Individuata la classe di rischio, le aziende saranno cosi tenute ad adottare una serie di misure contemplate dallo stesso documento e classificabili come segue:

  • MISURE ORGANIZZATIVE: tra le quali rientrano una corretta gestione degli spazi di lavoro che favoriscano il distanziamento sociale e la rimodulazione dei turni di lavoro prediligendo, ove possibile, l’applicazione del lavoro a distanza;
  • MISURE DI PREVENZIONE E PROTEZIONE: consistenti nella garanzia di una corretta e puntuale informazione nei confronti dei lavoratori circa le modalità del rischio, misure igieniche e sanificazione degli ambienti, utilizzo di mascherine e dispositivi di protezione individuale per le vie respiratorie, sorveglianza sanitaria e tutela dei lavoratori fragili;
  • MISURE SPECIFICHE PER LA PREVENZIONE DELL’ATTIVAZIONE DI FOCOLAI EPIDEMICI: consistente, ad esempio, nel monitoraggio della temperatura corporea sui lavoratori prima dell’accesso al luogo di lavoro, al fine di evitare l’ingresso nella struttura dei soggetti la cui temperatura sia superiore a 37,5°. In tale ultima eventualità,  l’azienda, oltre a garantire l’isolamento del lavoratore potenzialmente infetto, collabora con le autorità sanitarie anche al fine di consentire il tracciamento degli eventuali “contatti stretti” di una persona presente in azienda che sia stata riscontrata positiva al tampone COVID-19. 

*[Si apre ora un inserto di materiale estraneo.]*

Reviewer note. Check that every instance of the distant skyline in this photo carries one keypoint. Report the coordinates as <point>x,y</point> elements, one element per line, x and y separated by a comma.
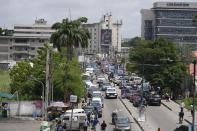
<point>26,11</point>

Si osserva, in conclusione, come l’emergenza sanitaria in atto comporterà senza dubbio l’obbligatorio aggiornamento delle procedure interne di gestione del rischio biologico rappresentato dalla diffusione del virus COVID-19, anche al solo fine di consentire la prosecuzione – in sicurezza –  dell’attività aziendale e scongiurare l’applicazione delle sanzioni previste dal D.lgs. 231/2001 in ipotesi di contagio; ma è ben vero che in una società ormai globalizzata e sempre più soggetta a nuove e più subdole tipologie di rischio, la stretta collaborazione che verosimilmente dovrà instaurarsi tra impresa e autorità sanitarie in ipotesi di contagio può qualificarsi come l’ulteriore contributo fornito dal tessuto imprenditoriale del nostro paese alla  tutela della salute della collettività.